Clara Huxley habló deliberadamente en voz alta.
Serena sabía por qué lo hacía.
Era para informar a todo el mundo de que no había pasado nada mientras estuvo secuestrada.
Al instante siguiente, Serena sintió su mano de repente más ligera.
Levantó la vista y vio a Silas Hawthorne levantando a Serafina.
—Tu mano necesita un poco de pomada —dijo él, frunciendo el ceño al verle la muñeca.
Clara Huxley asintió, llamando rápidamente a alguien para que trajera la pomada necesaria.
Serena levantó la vista, y todos en el lugar la miraban con preocupación.
Serena se controló y sonrió.
Silas Hawthorne la atrajo hacia su abrazo.
La maquilladora llegó rápidamente, haciendo pasar a Serena al camerino.
Esta vez, el camerino estaba rodeado de gente por dentro y por fuera.
Los invitados de fuera se sentaron en sus sitios.
Ahora había notablemente menos gente.
Después de todo, ya era de noche y había pasado mucho tiempo; algunos tenían problemas de agenda o tuvieron que irse por otros motivos.
Jasper Ford y los demás también regresaron.
Percival Ford le hizo un gesto para que se acercara.
Jasper Ford obedeció dócilmente; esta mesa estaba llena de figuras influyentes.
—¿Cómo ha ido? —preguntó Percival Ford.
Jasper Ford lo pensó y, enfadado, dijo: —No sé en qué está pensando Julián Lawson, usando su vida para amenazar a Serena, queriendo que ella lo siga o se lanzará al río.
—Pero hoy es su boda con Silas Hawthorne, ¡incluso estaba sentada en la parte de atrás de su moto, eso es simplemente acorralarla!

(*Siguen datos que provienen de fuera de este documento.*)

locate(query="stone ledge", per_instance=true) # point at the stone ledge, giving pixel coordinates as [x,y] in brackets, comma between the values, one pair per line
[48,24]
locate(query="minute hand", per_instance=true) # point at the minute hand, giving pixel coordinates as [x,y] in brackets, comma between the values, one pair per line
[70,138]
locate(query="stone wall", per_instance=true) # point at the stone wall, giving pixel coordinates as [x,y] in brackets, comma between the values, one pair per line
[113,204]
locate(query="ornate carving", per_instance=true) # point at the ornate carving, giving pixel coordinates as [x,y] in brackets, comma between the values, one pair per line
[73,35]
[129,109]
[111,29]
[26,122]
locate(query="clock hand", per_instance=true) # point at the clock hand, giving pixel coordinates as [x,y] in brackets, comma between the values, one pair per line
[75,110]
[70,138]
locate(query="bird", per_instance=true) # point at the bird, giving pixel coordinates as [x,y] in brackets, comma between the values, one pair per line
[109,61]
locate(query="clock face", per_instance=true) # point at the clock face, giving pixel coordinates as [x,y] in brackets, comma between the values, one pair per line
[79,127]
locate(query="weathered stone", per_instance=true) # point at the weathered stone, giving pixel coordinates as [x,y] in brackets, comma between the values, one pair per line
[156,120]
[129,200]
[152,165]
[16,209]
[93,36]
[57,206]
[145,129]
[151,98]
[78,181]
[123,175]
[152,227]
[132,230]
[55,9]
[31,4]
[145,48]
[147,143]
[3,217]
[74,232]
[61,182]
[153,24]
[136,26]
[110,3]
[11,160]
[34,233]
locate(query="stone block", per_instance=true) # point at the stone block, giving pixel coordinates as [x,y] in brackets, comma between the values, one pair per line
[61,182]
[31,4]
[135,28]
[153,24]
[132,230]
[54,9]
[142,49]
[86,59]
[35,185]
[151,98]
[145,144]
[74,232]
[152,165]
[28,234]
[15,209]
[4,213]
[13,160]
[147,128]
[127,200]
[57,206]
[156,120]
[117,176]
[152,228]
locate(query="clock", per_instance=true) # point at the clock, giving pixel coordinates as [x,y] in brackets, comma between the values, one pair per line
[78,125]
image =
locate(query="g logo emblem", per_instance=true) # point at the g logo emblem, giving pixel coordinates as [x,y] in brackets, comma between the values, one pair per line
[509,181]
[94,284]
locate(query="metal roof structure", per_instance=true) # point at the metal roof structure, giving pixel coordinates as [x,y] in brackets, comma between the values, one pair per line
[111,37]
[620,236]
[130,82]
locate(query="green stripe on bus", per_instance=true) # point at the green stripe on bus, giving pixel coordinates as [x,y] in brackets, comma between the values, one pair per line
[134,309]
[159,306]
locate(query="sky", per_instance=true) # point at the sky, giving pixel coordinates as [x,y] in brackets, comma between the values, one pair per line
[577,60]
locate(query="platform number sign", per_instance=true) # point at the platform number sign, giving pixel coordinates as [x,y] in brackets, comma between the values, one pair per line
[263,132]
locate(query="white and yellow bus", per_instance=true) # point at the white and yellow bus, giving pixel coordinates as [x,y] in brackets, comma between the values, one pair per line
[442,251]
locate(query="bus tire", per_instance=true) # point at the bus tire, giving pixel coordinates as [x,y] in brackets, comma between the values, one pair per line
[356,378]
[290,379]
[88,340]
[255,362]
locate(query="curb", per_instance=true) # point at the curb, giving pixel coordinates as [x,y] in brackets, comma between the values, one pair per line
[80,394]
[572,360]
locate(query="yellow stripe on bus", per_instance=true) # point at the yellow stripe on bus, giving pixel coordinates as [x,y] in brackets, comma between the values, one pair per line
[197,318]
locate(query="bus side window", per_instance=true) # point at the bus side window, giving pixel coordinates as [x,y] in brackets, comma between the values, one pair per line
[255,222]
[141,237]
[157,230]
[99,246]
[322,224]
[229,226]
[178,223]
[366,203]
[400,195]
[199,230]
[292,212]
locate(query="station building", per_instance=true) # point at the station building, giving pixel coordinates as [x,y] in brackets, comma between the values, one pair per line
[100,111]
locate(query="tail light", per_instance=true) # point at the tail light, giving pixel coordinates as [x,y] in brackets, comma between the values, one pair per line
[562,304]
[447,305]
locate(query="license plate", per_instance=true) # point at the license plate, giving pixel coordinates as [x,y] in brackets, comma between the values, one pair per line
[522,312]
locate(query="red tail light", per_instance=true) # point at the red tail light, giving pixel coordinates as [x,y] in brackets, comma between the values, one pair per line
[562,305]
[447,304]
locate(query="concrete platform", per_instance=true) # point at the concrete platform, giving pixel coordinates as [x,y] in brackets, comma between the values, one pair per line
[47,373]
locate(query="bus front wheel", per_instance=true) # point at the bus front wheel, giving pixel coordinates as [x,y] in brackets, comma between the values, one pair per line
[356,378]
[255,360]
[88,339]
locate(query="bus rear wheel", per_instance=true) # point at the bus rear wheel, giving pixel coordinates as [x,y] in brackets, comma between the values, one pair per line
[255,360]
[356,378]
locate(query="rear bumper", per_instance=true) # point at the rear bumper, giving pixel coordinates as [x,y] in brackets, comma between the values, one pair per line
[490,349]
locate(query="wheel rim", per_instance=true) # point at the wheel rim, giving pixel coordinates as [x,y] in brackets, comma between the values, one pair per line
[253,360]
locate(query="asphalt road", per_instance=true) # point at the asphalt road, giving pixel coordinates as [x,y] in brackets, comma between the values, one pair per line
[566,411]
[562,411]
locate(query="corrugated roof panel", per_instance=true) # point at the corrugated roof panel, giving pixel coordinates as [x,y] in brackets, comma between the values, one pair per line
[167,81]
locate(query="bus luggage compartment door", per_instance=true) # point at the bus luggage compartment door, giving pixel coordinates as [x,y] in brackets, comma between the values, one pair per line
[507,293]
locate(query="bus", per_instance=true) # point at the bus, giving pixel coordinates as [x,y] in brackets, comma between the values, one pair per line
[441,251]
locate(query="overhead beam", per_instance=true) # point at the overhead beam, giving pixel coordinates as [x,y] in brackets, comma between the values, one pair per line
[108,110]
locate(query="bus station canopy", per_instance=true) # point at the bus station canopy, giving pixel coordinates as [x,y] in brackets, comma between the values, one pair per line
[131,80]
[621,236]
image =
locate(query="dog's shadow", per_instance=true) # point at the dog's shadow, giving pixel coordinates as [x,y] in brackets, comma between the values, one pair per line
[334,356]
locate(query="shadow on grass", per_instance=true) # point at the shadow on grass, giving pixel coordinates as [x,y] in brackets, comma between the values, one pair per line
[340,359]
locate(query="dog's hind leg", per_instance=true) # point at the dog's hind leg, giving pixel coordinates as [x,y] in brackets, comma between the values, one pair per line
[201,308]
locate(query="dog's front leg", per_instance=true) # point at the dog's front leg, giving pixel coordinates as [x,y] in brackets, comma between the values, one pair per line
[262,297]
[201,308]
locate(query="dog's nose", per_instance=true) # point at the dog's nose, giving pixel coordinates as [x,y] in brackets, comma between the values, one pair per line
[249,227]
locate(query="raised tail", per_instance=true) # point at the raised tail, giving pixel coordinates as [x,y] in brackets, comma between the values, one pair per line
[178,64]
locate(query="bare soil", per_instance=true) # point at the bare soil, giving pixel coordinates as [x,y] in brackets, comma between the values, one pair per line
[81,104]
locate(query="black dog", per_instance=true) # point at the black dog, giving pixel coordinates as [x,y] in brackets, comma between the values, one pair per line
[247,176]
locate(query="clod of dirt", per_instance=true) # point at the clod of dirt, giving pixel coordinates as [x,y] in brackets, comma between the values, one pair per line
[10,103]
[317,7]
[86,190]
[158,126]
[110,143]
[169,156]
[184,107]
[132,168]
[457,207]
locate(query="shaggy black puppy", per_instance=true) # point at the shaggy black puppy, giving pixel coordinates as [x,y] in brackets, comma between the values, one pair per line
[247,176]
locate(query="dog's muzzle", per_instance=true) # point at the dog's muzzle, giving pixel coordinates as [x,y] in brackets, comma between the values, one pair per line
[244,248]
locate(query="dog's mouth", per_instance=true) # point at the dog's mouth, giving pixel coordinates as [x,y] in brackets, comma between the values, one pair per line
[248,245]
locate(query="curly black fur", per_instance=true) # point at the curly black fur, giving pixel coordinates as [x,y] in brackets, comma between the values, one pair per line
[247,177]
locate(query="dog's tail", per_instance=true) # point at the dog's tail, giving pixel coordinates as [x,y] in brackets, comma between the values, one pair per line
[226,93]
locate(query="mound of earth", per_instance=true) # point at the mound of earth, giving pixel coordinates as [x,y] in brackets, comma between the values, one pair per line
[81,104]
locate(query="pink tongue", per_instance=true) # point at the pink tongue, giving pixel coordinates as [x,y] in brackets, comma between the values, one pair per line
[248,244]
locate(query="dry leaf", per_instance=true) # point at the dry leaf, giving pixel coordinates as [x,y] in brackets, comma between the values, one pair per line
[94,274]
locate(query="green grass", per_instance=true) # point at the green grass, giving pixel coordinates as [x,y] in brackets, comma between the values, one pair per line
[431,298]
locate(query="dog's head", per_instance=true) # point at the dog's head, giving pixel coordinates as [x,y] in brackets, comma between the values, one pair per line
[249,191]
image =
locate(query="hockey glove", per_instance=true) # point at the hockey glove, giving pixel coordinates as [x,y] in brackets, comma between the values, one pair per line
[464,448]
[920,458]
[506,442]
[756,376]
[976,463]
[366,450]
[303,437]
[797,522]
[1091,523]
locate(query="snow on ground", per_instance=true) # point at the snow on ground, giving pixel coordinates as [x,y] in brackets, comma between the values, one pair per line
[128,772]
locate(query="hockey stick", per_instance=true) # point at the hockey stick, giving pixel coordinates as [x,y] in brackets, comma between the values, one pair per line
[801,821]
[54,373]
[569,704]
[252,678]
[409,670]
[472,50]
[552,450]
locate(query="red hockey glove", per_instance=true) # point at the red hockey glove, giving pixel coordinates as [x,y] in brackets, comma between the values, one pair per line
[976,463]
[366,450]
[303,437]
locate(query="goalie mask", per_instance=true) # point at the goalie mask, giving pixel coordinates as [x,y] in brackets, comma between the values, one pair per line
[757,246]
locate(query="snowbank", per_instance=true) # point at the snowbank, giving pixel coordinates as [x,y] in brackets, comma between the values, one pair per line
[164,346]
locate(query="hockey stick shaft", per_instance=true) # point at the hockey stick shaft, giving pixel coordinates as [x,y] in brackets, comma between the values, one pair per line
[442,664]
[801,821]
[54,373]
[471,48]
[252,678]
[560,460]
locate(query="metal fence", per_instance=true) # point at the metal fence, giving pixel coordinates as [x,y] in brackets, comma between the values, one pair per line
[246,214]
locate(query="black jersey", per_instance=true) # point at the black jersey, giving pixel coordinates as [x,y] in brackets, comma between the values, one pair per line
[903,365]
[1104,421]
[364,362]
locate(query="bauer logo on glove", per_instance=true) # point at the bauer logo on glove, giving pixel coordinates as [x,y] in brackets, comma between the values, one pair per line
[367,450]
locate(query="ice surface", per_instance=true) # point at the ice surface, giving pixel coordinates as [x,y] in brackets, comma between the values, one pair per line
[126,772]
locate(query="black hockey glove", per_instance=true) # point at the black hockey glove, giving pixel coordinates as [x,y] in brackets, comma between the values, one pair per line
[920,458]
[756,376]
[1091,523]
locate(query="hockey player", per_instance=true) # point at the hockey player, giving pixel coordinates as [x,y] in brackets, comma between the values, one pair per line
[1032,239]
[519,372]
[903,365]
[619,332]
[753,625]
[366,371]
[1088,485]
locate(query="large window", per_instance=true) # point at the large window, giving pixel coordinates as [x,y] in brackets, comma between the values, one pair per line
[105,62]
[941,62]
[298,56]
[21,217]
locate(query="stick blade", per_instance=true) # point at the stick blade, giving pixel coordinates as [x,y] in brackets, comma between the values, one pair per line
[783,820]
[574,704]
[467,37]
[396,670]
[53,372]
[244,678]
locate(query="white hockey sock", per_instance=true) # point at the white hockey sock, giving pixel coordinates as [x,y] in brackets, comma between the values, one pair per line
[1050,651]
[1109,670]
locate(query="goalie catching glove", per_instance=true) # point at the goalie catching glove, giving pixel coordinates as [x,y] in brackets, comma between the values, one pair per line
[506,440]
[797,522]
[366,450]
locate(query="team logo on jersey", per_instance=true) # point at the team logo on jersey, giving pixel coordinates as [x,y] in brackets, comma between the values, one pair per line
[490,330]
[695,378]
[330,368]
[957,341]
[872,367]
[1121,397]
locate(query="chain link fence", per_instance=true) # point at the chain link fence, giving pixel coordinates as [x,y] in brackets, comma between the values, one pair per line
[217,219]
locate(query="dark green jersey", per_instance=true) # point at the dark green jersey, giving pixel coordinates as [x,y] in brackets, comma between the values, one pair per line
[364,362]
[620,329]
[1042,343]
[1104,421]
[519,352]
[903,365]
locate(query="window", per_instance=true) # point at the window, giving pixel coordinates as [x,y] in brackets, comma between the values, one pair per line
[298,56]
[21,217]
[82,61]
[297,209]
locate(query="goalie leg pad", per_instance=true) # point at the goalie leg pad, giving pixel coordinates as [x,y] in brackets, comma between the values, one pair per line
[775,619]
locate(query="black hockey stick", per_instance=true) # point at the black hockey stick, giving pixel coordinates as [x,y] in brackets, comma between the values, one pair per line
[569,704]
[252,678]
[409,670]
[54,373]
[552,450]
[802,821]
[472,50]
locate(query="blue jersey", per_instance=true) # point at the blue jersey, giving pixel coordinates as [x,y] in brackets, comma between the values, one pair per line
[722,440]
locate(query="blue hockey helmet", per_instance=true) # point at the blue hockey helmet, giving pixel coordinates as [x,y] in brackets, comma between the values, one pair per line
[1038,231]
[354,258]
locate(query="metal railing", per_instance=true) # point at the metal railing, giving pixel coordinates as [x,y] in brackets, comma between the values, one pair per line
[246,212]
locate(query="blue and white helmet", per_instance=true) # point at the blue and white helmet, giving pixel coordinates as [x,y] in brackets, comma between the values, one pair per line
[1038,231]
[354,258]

Jasper Ford dio una palmada.
Levantó la mano izquierda: —Elige a Silas Hawthorne, Julián Lawson quiere lanzarse al río.
Levantó la mano derecha: —Forzada a elegir a Julián Lawson, ¿no es eso traicionar a Silas Hawthorne? Después de todo, Serena se va a casar con Silas Hawthorne.
—No visteis lo atrapada que parecía.
Las figuras influyentes de la mesa se miraron entre sí, ligeramente desconcertadas.
Jasper Ford bajó ambas manos, recorriendo con la mirada la sala, que estaba notablemente menos poblada que antes.
Suspiró profundamente y dijo: —En qué desastre se ha convertido la boda.
Si las figuras influyentes no habían reaccionado antes, ahora compartían profundamente este sentimiento.
Había estado todo tan animado, y ahora se habían ido tantos, y la novia parecía realmente asustada.
—Julián Lawson está actuando de forma muy inmadura.